RBI forms working group on digital lending
- The Reserve Bank of India (RBI) has constituted a working group on digital lending — including online platforms and mobile apps — to study all aspects of digital lending activities in the regulated financial sector as well as by unregulated players.
- The working group consists of both internal and external members. This aims to ensure that an appropriate regulatory approach is put in place.
- The working group will evaluate digital lending activities and assess the penetration and standards of outsourced digital lending activities in RBI regulated entities; identify the risks posed by unregulated digital lending to financial stability, regulated entities and consumers; and suggest regulatory changes to promote orderly growth of digital lending.
- It will also recommend measures for expansion of specific regulatory or statutory perimeter and suggest the role of various regulatory and government agencies.

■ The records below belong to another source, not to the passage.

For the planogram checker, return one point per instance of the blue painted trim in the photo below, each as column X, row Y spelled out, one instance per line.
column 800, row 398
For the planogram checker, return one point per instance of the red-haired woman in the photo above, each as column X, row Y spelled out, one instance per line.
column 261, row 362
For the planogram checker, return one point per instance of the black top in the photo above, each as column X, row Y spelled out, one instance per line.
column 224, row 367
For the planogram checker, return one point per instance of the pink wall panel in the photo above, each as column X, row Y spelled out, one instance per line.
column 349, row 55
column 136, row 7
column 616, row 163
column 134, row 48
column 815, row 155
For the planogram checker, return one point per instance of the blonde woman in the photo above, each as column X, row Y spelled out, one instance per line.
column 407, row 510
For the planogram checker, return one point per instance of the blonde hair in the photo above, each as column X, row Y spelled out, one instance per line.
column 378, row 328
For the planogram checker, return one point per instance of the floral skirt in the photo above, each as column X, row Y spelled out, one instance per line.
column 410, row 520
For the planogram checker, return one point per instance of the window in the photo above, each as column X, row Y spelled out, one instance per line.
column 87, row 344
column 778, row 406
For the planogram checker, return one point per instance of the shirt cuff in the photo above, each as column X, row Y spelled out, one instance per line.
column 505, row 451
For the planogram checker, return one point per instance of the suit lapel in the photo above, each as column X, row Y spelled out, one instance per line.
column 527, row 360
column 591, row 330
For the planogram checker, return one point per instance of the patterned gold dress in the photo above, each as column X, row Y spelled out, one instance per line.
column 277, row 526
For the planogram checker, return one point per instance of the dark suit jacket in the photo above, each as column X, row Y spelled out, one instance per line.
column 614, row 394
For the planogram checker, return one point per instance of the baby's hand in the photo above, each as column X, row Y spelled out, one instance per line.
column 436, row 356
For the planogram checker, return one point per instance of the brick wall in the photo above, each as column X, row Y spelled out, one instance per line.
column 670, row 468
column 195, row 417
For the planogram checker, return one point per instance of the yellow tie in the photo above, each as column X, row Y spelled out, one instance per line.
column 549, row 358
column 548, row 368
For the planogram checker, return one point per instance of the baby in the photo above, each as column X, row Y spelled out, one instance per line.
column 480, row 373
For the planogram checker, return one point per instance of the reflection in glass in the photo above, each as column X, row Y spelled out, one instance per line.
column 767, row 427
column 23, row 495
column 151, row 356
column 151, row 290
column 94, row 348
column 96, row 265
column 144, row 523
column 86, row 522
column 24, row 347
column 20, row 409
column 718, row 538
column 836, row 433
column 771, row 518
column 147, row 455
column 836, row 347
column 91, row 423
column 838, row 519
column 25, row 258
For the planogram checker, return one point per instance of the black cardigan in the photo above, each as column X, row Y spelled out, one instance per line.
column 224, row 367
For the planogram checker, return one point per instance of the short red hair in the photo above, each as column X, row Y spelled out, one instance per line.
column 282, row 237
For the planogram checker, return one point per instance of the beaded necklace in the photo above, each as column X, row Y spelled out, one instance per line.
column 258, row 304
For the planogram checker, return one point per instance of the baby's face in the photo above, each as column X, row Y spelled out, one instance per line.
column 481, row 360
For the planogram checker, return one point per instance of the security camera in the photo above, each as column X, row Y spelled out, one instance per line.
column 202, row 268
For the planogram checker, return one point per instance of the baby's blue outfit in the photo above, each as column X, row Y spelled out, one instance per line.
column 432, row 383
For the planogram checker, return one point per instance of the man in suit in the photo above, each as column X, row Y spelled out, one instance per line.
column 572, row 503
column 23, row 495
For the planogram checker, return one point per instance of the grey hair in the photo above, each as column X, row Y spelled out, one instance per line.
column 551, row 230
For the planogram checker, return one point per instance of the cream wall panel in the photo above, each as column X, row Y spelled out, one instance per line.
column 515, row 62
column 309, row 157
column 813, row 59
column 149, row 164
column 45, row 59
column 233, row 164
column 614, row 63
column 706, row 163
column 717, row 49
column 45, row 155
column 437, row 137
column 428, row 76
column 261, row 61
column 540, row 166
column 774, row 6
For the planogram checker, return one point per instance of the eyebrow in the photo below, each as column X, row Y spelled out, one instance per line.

It will also recommend a robust fair practices code for digital lending players.
- Digital lending has the potential to make access to financial products and services more fair, efficient and inclusive.
- FinTech-led innovation is now at the core of the design, pricing and delivery of financial products and services. While penetration of digital methods in the financial sector is a welcome development, the benefits and certain downside risks are often interwoven in such endeavours.
- A balanced approach needs to be followed so that the regulatory framework supports innovation while ensuring data security, privacy, confidentiality and consumer protection.